SWHS robotics team competes in regional event

By Kim Gorman - ReminderNews
South Windsor - posted Thu., Jan. 19, 2012
SWHS Bobcats VEX Robotics team members prepare for the regional competition. Photos by Kim Gorman.
SWHS Bobcats VEX Robotics team members prepare for the regional competition. Photos by Kim Gorman.

South Windsor High School’s Bobcats Robotics team faced stiff competition in the regional VEX Robotics Qualifier held at Manchester High School on Jan. 14. The event drew teams from all over New England to compete for a chance to qualify for the U.S National and World Championships.

According to SWHS senior Viren Shinde, the goal for each team is to score the most points during a competition. This was achieved by a driver controlling a robot which was designed, constructed and operated to place as many balls as possible into barrels, or goals, with its claw. The teams compete against one another by forming alliances with other teams.

“There are four robots on the field at a time,” said Bobcats Robotics team advisor and SWHS teacher Norman Smith. “Each robot is a team and two teams become an alliance. The winning teams in qualifying matches choose their alliance.”

In addition to a driver, each team requires programmers and builders. Sophomore Jackie Gaston is a programmer for the Bobcats and the only female team member. She became interested in robotics after watching her older brother compete in the FIRST Lego League, which is a version of robotics that uses Lego bricks to build robots.

“I’m also one of the most organized people on the team,” she said. “I keep them on track.”

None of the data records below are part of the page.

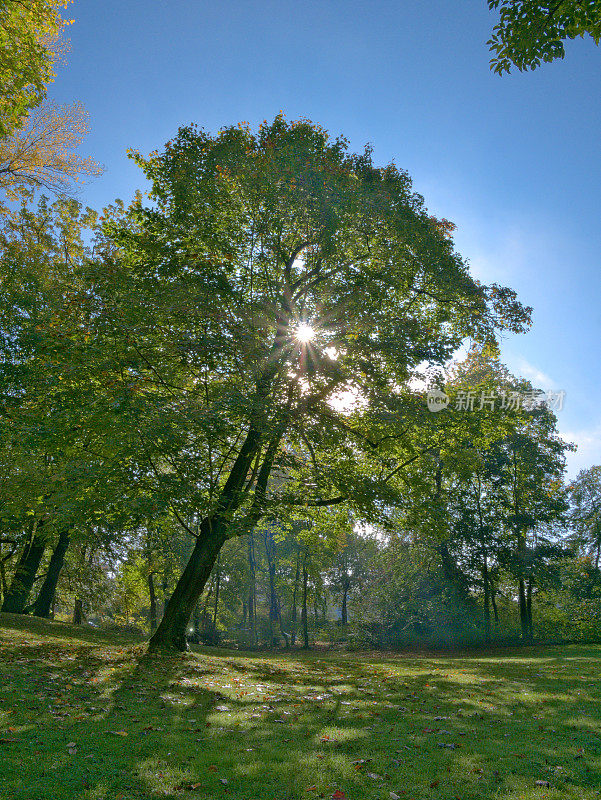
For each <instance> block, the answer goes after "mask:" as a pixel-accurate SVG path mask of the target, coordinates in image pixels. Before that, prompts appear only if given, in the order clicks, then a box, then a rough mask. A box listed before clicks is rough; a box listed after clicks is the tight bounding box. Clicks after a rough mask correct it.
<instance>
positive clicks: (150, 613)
mask: <svg viewBox="0 0 601 800" xmlns="http://www.w3.org/2000/svg"><path fill="white" fill-rule="evenodd" d="M148 595H149V597H150V632H151V633H153V632H154V631H156V629H157V624H158V622H157V596H156V591H155V588H154V572H149V573H148Z"/></svg>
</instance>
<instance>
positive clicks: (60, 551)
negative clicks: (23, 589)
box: [33, 530, 70, 618]
mask: <svg viewBox="0 0 601 800" xmlns="http://www.w3.org/2000/svg"><path fill="white" fill-rule="evenodd" d="M69 542H70V532H69V531H68V530H66V531H61V533H60V535H59V537H58V543H57V545H56V547H55V548H54V551H53V553H52V556H51V558H50V563H49V565H48V572H47V573H46V577H45V578H44V583H43V584H42V588H41V589H40V593H39V594H38V596H37V599H36V601H35V604H34V606H33V613H34V615H35V616H36V617H45V618H48V617H50V615H51V609H52V606H53V604H54V595H55V594H56V587H57V585H58V579H59V577H60V574H61V570H62V568H63V564H64V563H65V554H66V552H67V549H68V547H69Z"/></svg>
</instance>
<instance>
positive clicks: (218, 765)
mask: <svg viewBox="0 0 601 800" xmlns="http://www.w3.org/2000/svg"><path fill="white" fill-rule="evenodd" d="M144 650H145V648H144V646H143V645H140V644H139V643H135V642H133V641H132V638H131V637H127V636H126V635H108V634H102V633H96V632H93V631H90V630H87V629H83V630H80V629H77V628H74V627H72V626H70V625H61V624H58V623H45V622H42V621H39V620H33V619H23V618H20V617H15V616H11V615H0V798H2V800H17V798H18V800H39V799H40V798H44V800H46V798H52V800H67V798H68V799H69V800H71V798H77V799H78V800H79V799H80V798H81V799H82V800H101V799H102V800H104V798H107V800H108V799H110V800H134V798H135V799H136V800H141V799H142V798H153V799H154V798H160V797H170V798H186V799H187V800H199V799H200V798H203V799H205V798H206V799H207V800H208V798H211V800H213V799H214V798H215V800H216V799H217V798H232V799H233V798H235V800H267V798H269V800H293V798H297V799H298V800H300V798H307V800H310V798H331V797H332V796H333V795H334V797H335V798H342V797H343V795H344V796H345V797H347V798H349V800H362V799H363V798H374V800H375V799H376V798H378V799H379V800H381V799H390V798H392V800H394V797H395V795H396V796H398V797H400V798H403V800H409V798H413V800H427V799H429V798H449V800H450V799H451V798H460V800H470V799H471V798H493V797H494V798H511V800H517V799H518V798H549V800H553V799H554V798H557V800H559V798H579V800H589V799H590V798H599V796H601V707H600V704H601V677H600V675H599V665H600V663H601V646H588V647H587V646H569V647H553V648H547V649H530V650H522V651H518V650H512V651H498V652H494V653H489V654H477V655H472V654H468V655H465V654H463V655H458V656H443V657H432V656H410V657H407V656H406V655H390V654H386V655H378V654H373V653H364V654H354V653H353V654H340V653H336V654H323V653H315V654H308V655H304V654H303V655H299V654H295V655H291V656H287V655H282V654H277V655H273V656H272V655H269V654H267V655H265V654H260V655H257V654H254V653H253V654H240V653H238V652H230V651H215V650H211V651H210V652H209V651H206V652H205V651H203V652H198V653H194V654H189V655H185V656H179V657H169V658H157V657H154V658H152V659H149V658H147V657H145V656H144ZM537 781H538V782H543V783H542V784H539V785H537ZM547 782H548V785H547Z"/></svg>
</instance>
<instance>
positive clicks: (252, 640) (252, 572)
mask: <svg viewBox="0 0 601 800" xmlns="http://www.w3.org/2000/svg"><path fill="white" fill-rule="evenodd" d="M248 569H249V573H250V575H249V578H250V580H249V585H248V626H249V628H250V639H251V644H252V645H255V644H256V643H257V626H256V619H257V598H256V565H255V542H254V537H253V533H252V531H251V532H250V534H249V537H248Z"/></svg>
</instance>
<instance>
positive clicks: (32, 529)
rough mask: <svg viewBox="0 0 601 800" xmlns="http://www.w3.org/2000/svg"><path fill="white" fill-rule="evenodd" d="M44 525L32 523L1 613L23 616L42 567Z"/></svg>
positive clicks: (43, 550) (44, 546)
mask: <svg viewBox="0 0 601 800" xmlns="http://www.w3.org/2000/svg"><path fill="white" fill-rule="evenodd" d="M42 525H43V523H42V522H39V523H37V524H36V523H35V522H33V523H32V526H31V532H30V534H29V537H28V539H27V544H26V545H25V548H24V550H23V552H22V553H21V558H20V559H19V562H18V564H17V568H16V570H15V574H14V575H13V579H12V581H11V584H10V588H9V590H8V591H7V592H6V594H5V596H4V602H3V603H2V608H1V609H0V610H1V611H6V612H8V613H11V614H22V613H23V611H24V609H25V606H26V604H27V599H28V597H29V594H30V592H31V588H32V586H33V582H34V581H35V576H36V573H37V571H38V569H39V567H40V562H41V560H42V556H43V555H44V550H45V549H46V541H45V539H44V537H43V536H42V535H41V533H40V529H41V528H42Z"/></svg>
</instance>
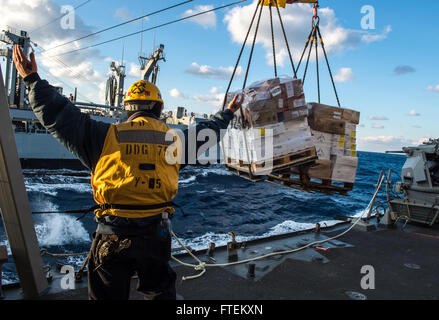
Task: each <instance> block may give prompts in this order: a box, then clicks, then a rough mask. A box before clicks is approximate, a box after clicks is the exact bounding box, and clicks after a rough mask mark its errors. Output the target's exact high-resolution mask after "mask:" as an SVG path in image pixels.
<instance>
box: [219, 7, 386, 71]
mask: <svg viewBox="0 0 439 320" xmlns="http://www.w3.org/2000/svg"><path fill="white" fill-rule="evenodd" d="M255 6H256V1H253V3H252V4H250V5H247V6H243V7H240V6H237V7H234V8H233V9H231V10H230V11H229V12H228V13H227V14H226V15H225V17H224V22H225V23H226V24H227V29H228V31H229V33H230V35H231V38H232V40H233V41H234V42H237V43H242V42H243V41H244V38H245V35H246V34H247V30H248V26H249V25H250V22H251V18H252V17H253V13H254V10H255ZM281 14H282V20H283V23H284V27H285V31H286V33H287V38H288V41H289V44H290V48H291V52H292V53H293V54H294V59H295V60H296V61H297V60H299V59H300V55H301V53H302V50H303V45H304V43H305V40H306V38H307V36H308V34H309V32H310V27H311V26H310V19H311V17H312V15H313V8H312V6H311V5H309V4H295V5H290V6H287V7H286V8H285V9H282V13H281ZM319 16H320V29H321V33H322V36H323V40H324V43H325V48H326V51H327V53H328V54H331V53H333V52H341V51H344V50H346V49H353V48H356V47H357V46H358V45H359V44H361V43H362V42H363V43H370V42H374V41H379V40H382V39H384V38H385V37H387V34H388V33H389V32H390V31H391V28H390V27H388V28H386V30H385V31H384V33H383V34H374V33H371V32H370V31H364V30H352V29H346V28H344V27H343V26H341V24H340V23H339V21H338V20H337V17H336V15H335V12H334V10H332V9H330V8H320V11H319ZM274 21H275V23H274V28H275V35H276V37H277V40H278V41H277V43H279V45H278V46H277V50H276V59H277V63H278V64H279V65H281V66H282V65H283V64H284V62H285V61H286V60H285V58H287V57H288V53H287V50H286V48H285V44H284V42H283V35H282V30H281V27H280V24H279V23H278V19H277V13H276V12H275V15H274ZM251 34H252V33H251ZM257 43H258V44H261V45H262V46H263V48H264V49H265V51H266V59H267V62H268V64H273V61H272V60H273V53H272V40H271V27H270V19H269V12H268V10H263V13H262V18H261V22H260V26H259V32H258V38H257ZM320 56H321V57H323V54H321V55H320Z"/></svg>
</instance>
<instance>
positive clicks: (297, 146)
mask: <svg viewBox="0 0 439 320" xmlns="http://www.w3.org/2000/svg"><path fill="white" fill-rule="evenodd" d="M233 96H234V93H230V94H229V95H228V97H227V100H228V101H230V100H231V99H232V98H233ZM307 118H308V107H307V105H306V101H305V95H304V93H303V88H302V81H301V80H298V79H293V78H275V79H270V80H265V81H261V82H257V83H253V84H252V85H251V86H250V87H248V88H246V89H245V90H244V103H243V106H242V110H241V111H238V112H236V113H235V117H234V119H233V121H232V123H231V125H230V127H229V129H228V132H227V135H226V139H225V141H226V146H224V147H225V156H226V161H227V164H241V165H242V164H252V165H255V167H257V165H258V164H262V163H265V162H267V161H269V160H271V161H273V159H274V160H275V159H280V158H282V157H285V156H288V155H291V154H296V153H300V152H304V151H309V152H308V153H307V152H305V153H304V154H303V155H299V157H302V156H303V158H306V159H308V160H309V158H310V156H312V155H314V159H315V158H316V156H315V148H314V145H313V141H312V134H311V129H310V127H309V125H308V119H307ZM243 123H244V127H245V128H246V130H242V124H243ZM244 135H245V136H244ZM285 159H286V158H285ZM294 161H295V162H297V161H299V162H300V158H299V159H298V158H297V157H295V158H294ZM288 163H289V160H288V159H286V160H285V161H282V162H281V165H280V166H281V167H286V166H288ZM264 167H265V166H264ZM275 167H276V166H275ZM254 173H255V172H254ZM264 173H266V172H264ZM255 174H258V173H257V172H256V173H255Z"/></svg>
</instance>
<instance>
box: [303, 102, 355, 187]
mask: <svg viewBox="0 0 439 320" xmlns="http://www.w3.org/2000/svg"><path fill="white" fill-rule="evenodd" d="M308 110H309V119H308V123H309V125H310V127H311V133H312V140H313V144H314V145H315V147H316V151H317V155H318V157H319V160H318V161H317V162H316V165H314V166H312V167H310V168H309V170H308V175H309V177H310V178H316V179H321V180H332V181H339V182H345V183H354V182H355V176H356V170H357V166H358V158H357V151H356V126H357V125H358V124H359V120H360V113H359V112H357V111H354V110H349V109H343V108H336V107H331V106H327V105H323V104H318V103H309V104H308Z"/></svg>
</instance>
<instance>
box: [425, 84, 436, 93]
mask: <svg viewBox="0 0 439 320" xmlns="http://www.w3.org/2000/svg"><path fill="white" fill-rule="evenodd" d="M427 91H432V92H439V84H438V85H436V86H428V87H427Z"/></svg>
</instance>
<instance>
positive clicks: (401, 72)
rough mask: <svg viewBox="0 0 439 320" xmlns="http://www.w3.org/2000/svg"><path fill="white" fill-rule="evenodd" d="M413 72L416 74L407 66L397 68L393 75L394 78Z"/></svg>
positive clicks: (399, 66)
mask: <svg viewBox="0 0 439 320" xmlns="http://www.w3.org/2000/svg"><path fill="white" fill-rule="evenodd" d="M414 72H416V70H415V68H413V67H411V66H407V65H401V66H397V67H396V68H395V69H394V70H393V74H394V75H396V76H402V75H404V74H408V73H414Z"/></svg>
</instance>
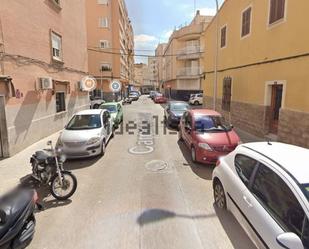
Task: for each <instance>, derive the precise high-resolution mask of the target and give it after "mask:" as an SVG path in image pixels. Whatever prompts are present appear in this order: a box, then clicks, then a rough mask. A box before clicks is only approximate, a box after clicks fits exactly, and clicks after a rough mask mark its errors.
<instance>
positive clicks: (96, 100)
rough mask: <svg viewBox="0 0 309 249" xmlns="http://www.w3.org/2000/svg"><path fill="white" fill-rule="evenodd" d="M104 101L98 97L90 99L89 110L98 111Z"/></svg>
mask: <svg viewBox="0 0 309 249" xmlns="http://www.w3.org/2000/svg"><path fill="white" fill-rule="evenodd" d="M104 103H105V101H104V100H103V99H101V98H100V97H96V98H91V99H90V109H99V107H100V105H102V104H104Z"/></svg>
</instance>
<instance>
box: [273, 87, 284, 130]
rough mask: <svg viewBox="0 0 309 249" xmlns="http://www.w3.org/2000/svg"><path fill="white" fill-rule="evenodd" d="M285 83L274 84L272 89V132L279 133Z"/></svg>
mask: <svg viewBox="0 0 309 249" xmlns="http://www.w3.org/2000/svg"><path fill="white" fill-rule="evenodd" d="M282 93H283V85H272V91H271V105H270V108H271V109H270V110H271V115H270V132H271V133H273V134H277V133H278V124H279V115H280V108H281V106H282Z"/></svg>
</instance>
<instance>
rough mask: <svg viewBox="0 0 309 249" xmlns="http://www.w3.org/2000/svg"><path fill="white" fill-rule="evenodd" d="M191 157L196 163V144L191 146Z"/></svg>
mask: <svg viewBox="0 0 309 249" xmlns="http://www.w3.org/2000/svg"><path fill="white" fill-rule="evenodd" d="M191 159H192V162H194V163H196V151H195V148H194V146H192V147H191Z"/></svg>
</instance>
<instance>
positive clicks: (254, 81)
mask: <svg viewBox="0 0 309 249" xmlns="http://www.w3.org/2000/svg"><path fill="white" fill-rule="evenodd" d="M308 9H309V1H306V0H298V1H291V0H226V1H225V3H224V4H223V5H222V7H221V9H220V10H219V13H218V15H217V16H216V17H215V18H214V19H213V21H212V23H211V24H210V25H209V26H208V28H207V29H206V30H205V32H204V34H203V35H204V40H205V48H206V49H205V58H207V59H206V60H204V68H205V72H204V73H205V80H204V81H203V90H204V96H205V103H206V107H209V108H212V107H213V104H212V103H213V95H214V94H213V92H214V70H215V60H214V59H213V58H214V57H215V53H216V30H217V29H216V27H217V21H218V40H219V42H218V66H217V68H218V81H217V102H216V103H217V110H218V111H220V112H221V113H222V114H223V115H224V116H225V118H226V119H227V120H229V121H230V122H231V123H233V124H234V125H235V126H237V127H239V128H242V129H244V130H246V131H248V132H250V133H253V134H255V135H258V136H261V137H270V138H275V139H278V140H279V141H282V142H287V143H291V144H296V145H300V146H305V147H309V70H308V66H309V34H308V33H307V32H306V29H307V25H308V24H307V23H308V18H309V17H308V15H307V13H306V10H308ZM217 18H218V19H217Z"/></svg>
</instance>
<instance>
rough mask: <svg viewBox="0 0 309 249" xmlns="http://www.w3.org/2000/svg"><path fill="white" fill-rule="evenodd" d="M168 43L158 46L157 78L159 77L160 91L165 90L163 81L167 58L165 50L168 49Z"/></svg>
mask: <svg viewBox="0 0 309 249" xmlns="http://www.w3.org/2000/svg"><path fill="white" fill-rule="evenodd" d="M166 46H167V44H166V43H160V44H159V45H158V46H157V48H156V52H155V55H156V59H157V79H158V88H159V90H160V92H162V91H163V89H164V88H163V87H164V85H163V83H164V80H165V70H164V68H165V58H164V56H163V55H164V51H165V49H166Z"/></svg>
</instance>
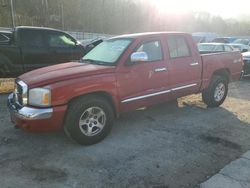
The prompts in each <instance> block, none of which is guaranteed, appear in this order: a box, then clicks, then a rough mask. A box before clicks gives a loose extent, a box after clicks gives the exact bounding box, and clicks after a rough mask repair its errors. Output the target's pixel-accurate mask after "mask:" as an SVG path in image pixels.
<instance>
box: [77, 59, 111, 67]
mask: <svg viewBox="0 0 250 188" xmlns="http://www.w3.org/2000/svg"><path fill="white" fill-rule="evenodd" d="M80 62H81V63H88V64H94V65H106V66H111V65H112V64H111V63H107V62H104V61H97V60H93V59H81V60H80Z"/></svg>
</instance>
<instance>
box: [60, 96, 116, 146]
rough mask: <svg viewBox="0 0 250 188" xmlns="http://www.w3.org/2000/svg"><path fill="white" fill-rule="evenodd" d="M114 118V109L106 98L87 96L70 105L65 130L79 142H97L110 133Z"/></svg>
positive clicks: (86, 142)
mask: <svg viewBox="0 0 250 188" xmlns="http://www.w3.org/2000/svg"><path fill="white" fill-rule="evenodd" d="M113 119H114V113H113V110H112V108H111V106H110V105H109V103H108V102H107V101H105V99H103V98H101V97H98V96H86V97H82V98H80V99H77V100H75V101H73V102H72V103H71V105H70V106H69V110H68V113H67V116H66V120H65V124H64V131H65V133H66V134H67V135H68V136H69V137H70V138H72V139H73V140H75V141H76V142H78V143H79V144H84V145H90V144H95V143H97V142H99V141H101V140H102V139H104V138H105V137H106V136H107V135H108V133H109V132H110V130H111V128H112V124H113Z"/></svg>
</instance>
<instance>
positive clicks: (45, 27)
mask: <svg viewBox="0 0 250 188" xmlns="http://www.w3.org/2000/svg"><path fill="white" fill-rule="evenodd" d="M20 29H31V30H50V31H59V32H63V31H62V30H59V29H53V28H49V27H33V26H17V27H15V30H20Z"/></svg>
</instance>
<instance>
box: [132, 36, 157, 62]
mask: <svg viewBox="0 0 250 188" xmlns="http://www.w3.org/2000/svg"><path fill="white" fill-rule="evenodd" d="M136 52H146V53H147V55H148V61H160V60H162V49H161V43H160V42H159V41H151V42H145V43H143V44H142V45H141V46H140V47H139V48H138V49H137V51H136Z"/></svg>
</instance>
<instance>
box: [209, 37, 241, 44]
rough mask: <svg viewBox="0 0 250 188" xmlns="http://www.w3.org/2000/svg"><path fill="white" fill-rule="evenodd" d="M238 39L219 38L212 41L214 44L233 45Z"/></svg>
mask: <svg viewBox="0 0 250 188" xmlns="http://www.w3.org/2000/svg"><path fill="white" fill-rule="evenodd" d="M236 39H237V38H235V37H218V38H215V39H214V40H212V42H218V43H232V42H233V41H235V40H236Z"/></svg>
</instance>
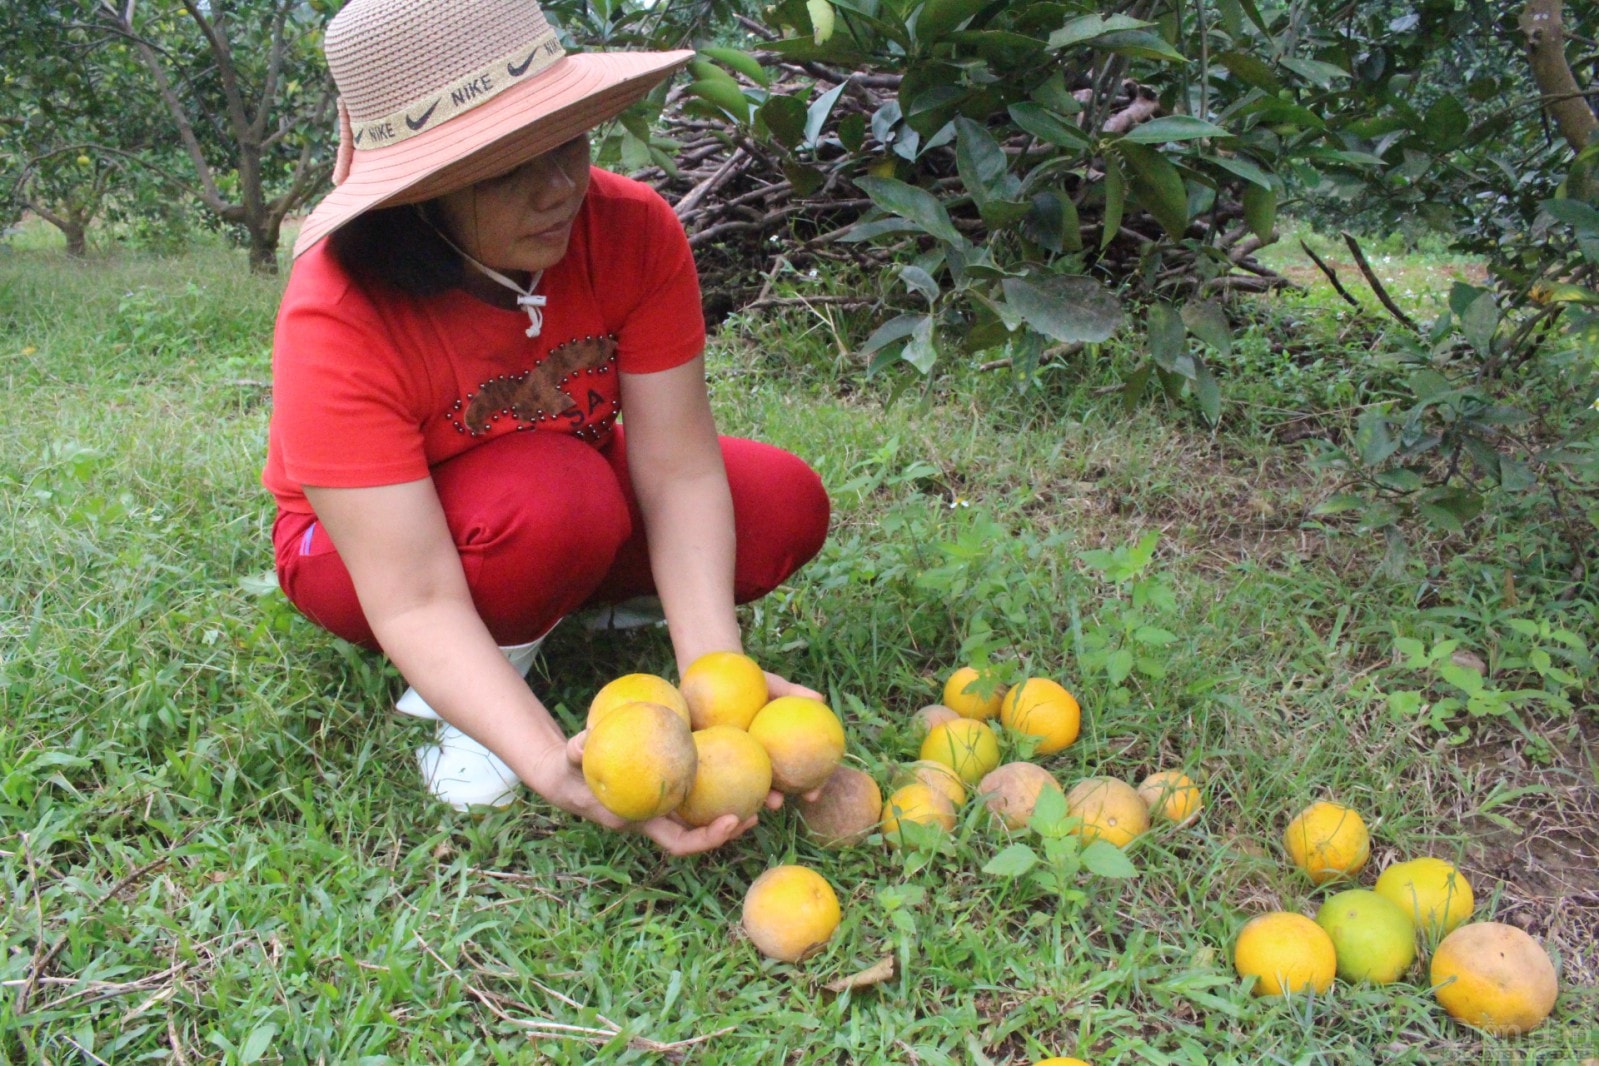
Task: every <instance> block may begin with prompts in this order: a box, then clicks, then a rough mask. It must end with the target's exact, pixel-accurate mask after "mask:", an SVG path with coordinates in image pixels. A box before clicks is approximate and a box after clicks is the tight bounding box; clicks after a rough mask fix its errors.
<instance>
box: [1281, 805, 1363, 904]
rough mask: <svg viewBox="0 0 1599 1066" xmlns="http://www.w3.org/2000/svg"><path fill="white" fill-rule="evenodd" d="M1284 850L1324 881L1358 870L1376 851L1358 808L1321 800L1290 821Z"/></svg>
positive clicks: (1345, 874)
mask: <svg viewBox="0 0 1599 1066" xmlns="http://www.w3.org/2000/svg"><path fill="white" fill-rule="evenodd" d="M1282 850H1286V852H1287V855H1289V860H1290V861H1292V863H1294V865H1295V866H1298V868H1300V869H1303V871H1305V874H1306V876H1308V877H1310V879H1311V881H1313V882H1316V884H1322V882H1327V881H1332V879H1334V877H1348V876H1351V874H1354V873H1358V871H1359V869H1361V866H1364V865H1366V860H1367V858H1369V857H1370V853H1372V837H1370V834H1367V831H1366V821H1364V820H1362V818H1361V815H1359V813H1358V812H1356V810H1351V809H1350V807H1345V805H1343V804H1334V802H1326V801H1321V802H1314V804H1311V805H1310V807H1306V809H1305V810H1302V812H1298V813H1297V815H1295V817H1294V820H1292V821H1289V828H1287V829H1284V831H1282Z"/></svg>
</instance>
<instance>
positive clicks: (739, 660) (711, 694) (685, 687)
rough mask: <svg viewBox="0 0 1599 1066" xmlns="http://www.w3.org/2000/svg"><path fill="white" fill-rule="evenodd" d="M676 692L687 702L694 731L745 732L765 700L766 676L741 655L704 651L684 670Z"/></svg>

SWHS has two robotics teams. FIRST Robotics (an acronym for “For Inspiration and Recognition of Science and Technology”) robots are the largest and most expensive to build, since they must be manufactured. VEX Robotics are assembled by hand from different parts, making them more affordable to build.

Smith said freshmen and sophomore students usually start out on the VEX team. Once they learn about programming and building robots without manufacturing, they graduate to FIRST.

“As kids get more involved, they recognize the importance of building a good robot,” said Smith. “They find out what their robots can and can’t do, and work toward improving them.”

Shinde, who has been involved with the robotics team since he was a freshmen, said that the learning process is intuitive. “Experimenting and improvising are a big part of it. Mr. Smith helps out with the more complex mechanical process,” he said.

The SWHS team did not qualify for the national or world championships this year, but the Bobcats are gearing up for the next big VEX Robotics competition, scheduled to take place at Central Connecticut State University in March.